Le Ministre socialiste de l’agriculture et de la Pêche de 1998 à 2002, Jean Glavany, déclarera quant à lui : La position française, défendue par le gouvernement, soutenue par le président de la République, refuse que l'agriculture soit la variable d'ajustement des contraintes budgétaires de l'Europe (…) La PAC de 1992 s'était traduite par la perte d'un nombre très important d'exploitations. C'est avec cette logique que je veux rompre radicalement, au nom d'une autre ambition pour l'agriculture européenne.
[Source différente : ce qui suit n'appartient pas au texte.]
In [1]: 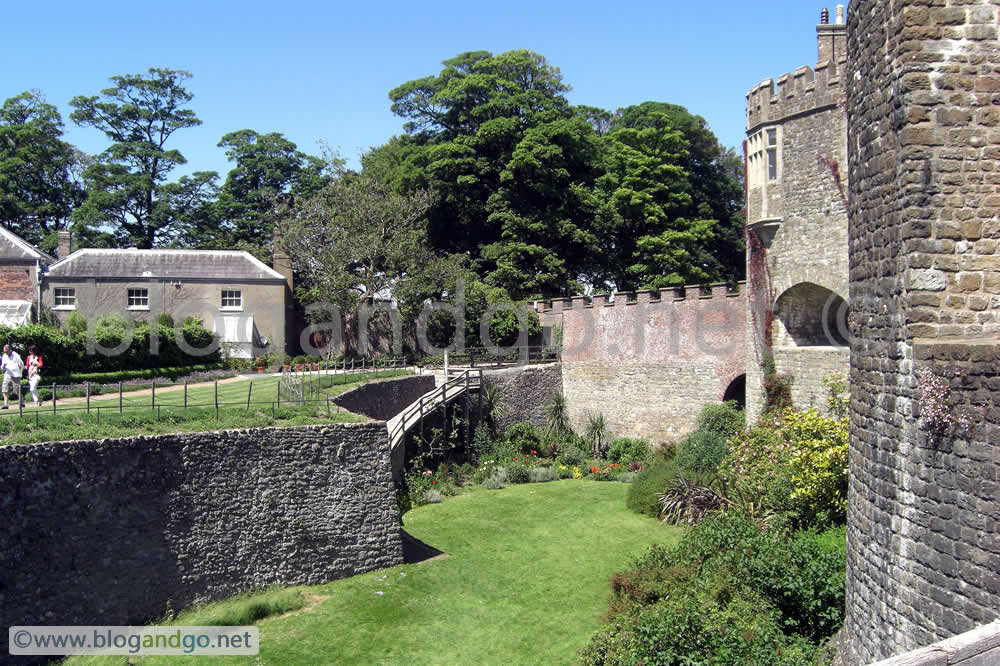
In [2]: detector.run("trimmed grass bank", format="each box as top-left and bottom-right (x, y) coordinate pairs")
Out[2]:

Les effets de la PAC au quotidien sont décryptés auprès des professionnels par la direction départementale des Territoires (DDT), un service de l’État à compétence départementale. Celle-ci rappelle par exemple régulièrement le rôle écologique des haies en matière de biodiversité et de paysage ainsi que leur prise en compte dans l’éligibilité aux aides de la PAC. Elle organise, par exemple le 28 mars 2019 au lycée agricole de Laval, des journées sur la protection animale et des végétaux, l’identification des aides PAC et la réglementation autour de l’eau. Ces actions pédagogiques sont d’autant plus nécessaires que la lecture de la PAC par les professionnels et l’opinion publique n’est pas un exercice facile. En effet, les aides directes aux exploitants mayennais ont baissé de 22 % entre 2013 (141 millions d’euros) et 2019 (110 millions). Dans la région Pays de la Loire, le département est celui qui compte le plus grand nombre d’agriculteurs bénéficiaires de ces aides, soit presque 6000 exploitants en 2019. Les quotas laitiers de la PAC, dans cette terre d’élevage bovin, sont aussi une mesure peu populaire. Pourtant, à l’occasion de la renégociation de la PAC fin 2020, la députée européenne Valérie Hayer, alors encore élue départementale pour le canton d’Azé, affirmait que La PAC est toujours un lien direct entre l’Europe et mon territoire, la Mayenne
et que Cet accord est un bon accord pour tous
.
Alerter pour ne pas subir, ou ne pas subir sans alerter, d’hier et d’aujourd’hui le message de l’agriculture est simple et cohérent : pouvoir vivre de son travail. Alors le mot de la fin revient au petit Gaspard, haut comme trois pommes en 1999. Il a raison Gaspard quand il pointe du doigt un stand de la ferme installée en plein centre-ville de Laval : J’ai jamais eu à aller ici...
. C’était en effet une première et elle fut réussie... Pour éviter qu’un jour nous n’ayons à écrire : adieu, veau, vache, cochon, couvée…
Bibliographie
- Pascale Labzaé et Pierre-Yves Amprou, Bilan de la PAC 2014-2020, Chambre d’Agriculture Pays de la Loire, Février 2021, 16 pages.
- Rosemary Bertholom, « En Mayenne. Le département a bénéficié de plus de 120 millions d’euros d’aides Pac en 2019 », Ouest-France, 20 octobre 2020.
- « En Mayenne. Pour l’eurodéputée Valérie Hayer, la nouvelle PAC va "mieux protéger nos agriculteurs" », Ouest-France, 2 juillet 2021.